Alloys steel

Alloy steel is steel that is alloyed with a variety of elements in total amounts between 1.0% and 50% by weight to improve its mechanical properties. Alloy steels are broken down arbitrarily: Smith and Hashami define the difference at 4.0%, while Degarmo, et al., define it at 8.0%. Most commonly, the phrase “alloy steel” refers to low-alloy steels. Strictly speaking, every steel is an alloy, but not all steels are called “alloy steels”. The simplest steels are iron (Fe) alloyed with carbon (C) (about 0.1% to 1%, depending on type). However, the term “alloy steel” is the standard term referring to steels with other alloying elements added deliberately in addition to the carbon. Common alloyants include manganese (the most common one), nickel, chromium, molybdenum, vanadium, silicon, and boron. Less common alloyants include aluminium, cobalt, copper, cerium, niobium, titanium, tungsten, tin, zinc, lead, and zirconium. The following is a range of improved properties in alloy steels (as compared to carbon steels): strength, hardness, toughness, wear resistance, corrosion resistance, hardenability, and hot hardness. To achieve some of these improved properties the metal may require heat treating. Some of these find uses in exotic and highly-demanding applications, such as in the turbine blades of jet engines, in spacecraft, and in nuclear reactors. Because of the ferromagnetic properties of iron, some steel alloys find important applications where their responses to magnetism are very important, including in electric motors and in transformers.
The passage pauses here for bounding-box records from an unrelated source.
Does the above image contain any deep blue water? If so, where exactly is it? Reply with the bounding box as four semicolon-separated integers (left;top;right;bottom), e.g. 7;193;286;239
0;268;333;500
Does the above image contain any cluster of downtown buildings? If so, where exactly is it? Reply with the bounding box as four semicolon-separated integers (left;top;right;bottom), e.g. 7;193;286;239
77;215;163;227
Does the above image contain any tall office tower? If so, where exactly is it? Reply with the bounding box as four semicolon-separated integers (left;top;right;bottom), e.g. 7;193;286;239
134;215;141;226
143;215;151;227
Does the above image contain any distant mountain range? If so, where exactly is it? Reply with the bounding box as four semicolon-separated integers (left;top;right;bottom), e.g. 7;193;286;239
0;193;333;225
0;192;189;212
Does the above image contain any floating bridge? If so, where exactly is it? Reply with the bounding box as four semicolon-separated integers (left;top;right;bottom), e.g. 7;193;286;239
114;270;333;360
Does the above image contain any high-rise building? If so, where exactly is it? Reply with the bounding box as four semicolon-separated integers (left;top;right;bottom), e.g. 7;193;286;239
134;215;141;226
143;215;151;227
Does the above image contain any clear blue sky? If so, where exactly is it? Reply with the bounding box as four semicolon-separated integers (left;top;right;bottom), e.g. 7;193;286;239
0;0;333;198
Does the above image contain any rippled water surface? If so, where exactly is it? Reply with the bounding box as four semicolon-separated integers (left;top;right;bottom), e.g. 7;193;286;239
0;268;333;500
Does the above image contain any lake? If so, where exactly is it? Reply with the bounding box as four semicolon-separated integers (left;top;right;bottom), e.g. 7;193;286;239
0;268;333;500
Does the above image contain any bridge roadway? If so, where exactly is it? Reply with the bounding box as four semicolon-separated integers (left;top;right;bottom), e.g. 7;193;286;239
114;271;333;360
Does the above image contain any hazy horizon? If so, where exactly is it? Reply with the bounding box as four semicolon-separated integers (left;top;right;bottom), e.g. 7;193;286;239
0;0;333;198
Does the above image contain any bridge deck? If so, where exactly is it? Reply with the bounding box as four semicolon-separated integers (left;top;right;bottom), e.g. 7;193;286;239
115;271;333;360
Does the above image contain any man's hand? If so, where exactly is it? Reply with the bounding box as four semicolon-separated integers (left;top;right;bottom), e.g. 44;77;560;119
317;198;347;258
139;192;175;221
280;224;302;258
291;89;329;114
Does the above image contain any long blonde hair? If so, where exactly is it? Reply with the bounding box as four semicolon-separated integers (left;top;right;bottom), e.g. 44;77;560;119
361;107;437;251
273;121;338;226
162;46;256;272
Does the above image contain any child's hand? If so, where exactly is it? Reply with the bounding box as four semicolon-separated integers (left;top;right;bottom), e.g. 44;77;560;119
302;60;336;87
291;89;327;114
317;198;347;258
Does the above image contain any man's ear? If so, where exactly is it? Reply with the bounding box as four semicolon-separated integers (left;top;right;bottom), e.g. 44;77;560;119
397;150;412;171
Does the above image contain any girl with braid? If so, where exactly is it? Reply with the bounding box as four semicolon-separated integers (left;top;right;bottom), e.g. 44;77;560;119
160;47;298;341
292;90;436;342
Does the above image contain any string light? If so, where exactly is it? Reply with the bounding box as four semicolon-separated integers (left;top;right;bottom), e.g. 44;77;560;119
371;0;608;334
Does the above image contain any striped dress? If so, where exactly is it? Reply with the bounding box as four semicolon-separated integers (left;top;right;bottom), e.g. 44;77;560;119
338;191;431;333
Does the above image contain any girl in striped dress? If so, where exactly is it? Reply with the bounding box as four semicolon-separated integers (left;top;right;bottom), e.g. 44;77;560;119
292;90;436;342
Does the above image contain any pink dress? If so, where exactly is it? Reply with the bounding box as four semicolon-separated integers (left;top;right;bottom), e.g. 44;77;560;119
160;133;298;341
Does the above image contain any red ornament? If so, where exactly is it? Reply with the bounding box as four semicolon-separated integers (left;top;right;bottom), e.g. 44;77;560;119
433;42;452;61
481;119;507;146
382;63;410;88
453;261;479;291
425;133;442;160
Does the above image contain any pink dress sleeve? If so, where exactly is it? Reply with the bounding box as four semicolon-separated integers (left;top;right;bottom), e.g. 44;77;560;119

There are four types of carbon steel based on the amount of carbon present in the alloy. Lower carbon steels are softer and more easily formed, and steels with a higher carbon content are harder and stronger, but less ductile, and they become more difficult to machine and weld. Below are the properties of the grades of carbon steel we supply:

Low Carbon Steel

Composition of 0.05%-0.25% carbon and up to 0.4% manganese. Also known as mild steel, it is a low-cost material that is easy to shape. While not as hard as higher-carbon steels, carburizing can increase its surface hardness.

Medium Carbon Steel

 Composition of 0.29%-0.54% carbon, with 0.60%-1.65% manganese. Medium carbon steel is ductile and strong, with long-wearing properties.

High Carbon Steel

Composition of 0.55%-0.95% carbon, with 0.30%-0.90% manganese. It is very strong and holds shape memory well, making it ideal for springs and wire.

Very High Carbon Steel

Composition of 0.96%-2.1% carbon. Its high carbon content makes it an extremely strong material. Due to its brittleness, this grade requires special handling.